L'introduction d'une sanction uniforme en Suisse contre le fait de jeter des déchets sur la voie publique (littering) n'est pas prévue pour tout de suite. Le Conseil fédéral prévoit d'abord une consultation à ce sujet au printemps 2025, a-t-il informé mercredi.

Le Parlement a décidé au printemps dernier de punir au niveau national le "littering" d'une amende maximale de 300 francs, alors que des amendes existent déjà au niveau cantonal.

Pour ce faire, il est nécessaire de modifier les dispositions d'exécution qui introduisent une amende nationale uniforme, a indiqué le gouvernement dans un communiqué. Et de décider que l'entrée en vigueur doit se faire en même temps que la modification de l'ordonnance sur les amendes d'ordre, afin que cette introduction se déroule "sans encombre".

Cette décision du Parlement s'inscrit dans une révision de loi plus large visant à renforcer le développement de l'économie circulaire en Suisse. Le recyclage primera l'incinération des déchets. Un vaste train de mesures est destiné à rendre l'économie helvétique plus performante et à réduire son impact environnemental, en collaboration avec les milieux privés.

Bâtiment concerné aussi

Différentes dispositions prévues dans cette réforme entreront en vigueur au 1er janvier prochain. Dans le secteur du bâtiment, les cantons seront chargés de fixer les valeurs limites relatives à l'énergie grise générée pour les nouvelles constructions et les rénovations notables, a illustré le Conseil fédéral.
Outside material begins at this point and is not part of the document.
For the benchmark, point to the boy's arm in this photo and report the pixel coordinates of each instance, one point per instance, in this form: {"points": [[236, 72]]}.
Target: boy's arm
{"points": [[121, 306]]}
Celui-ci aura en outre la compétence de prévoir des exigences concernant la construction respectueuse des ressources. Il pourra également formuler des exigences relatives aux produits et aux emballages. La Confédération devra elle faire office d’exemple en ce qui concerne ses acquisitions et ses constructions.

Un autre volet entrera en vigueur ultérieurement. Pour des questions de sécurité juridique, les dispositions concernant les exceptions au monopole sur les déchets urbains et le financement par les associations de branche privées devront entrer en vigueur en même temps qu'une concrétisation à l'échelon réglementaire. La consultation se tiendra au plus tard au printemps 2026, a informé le gouvernement.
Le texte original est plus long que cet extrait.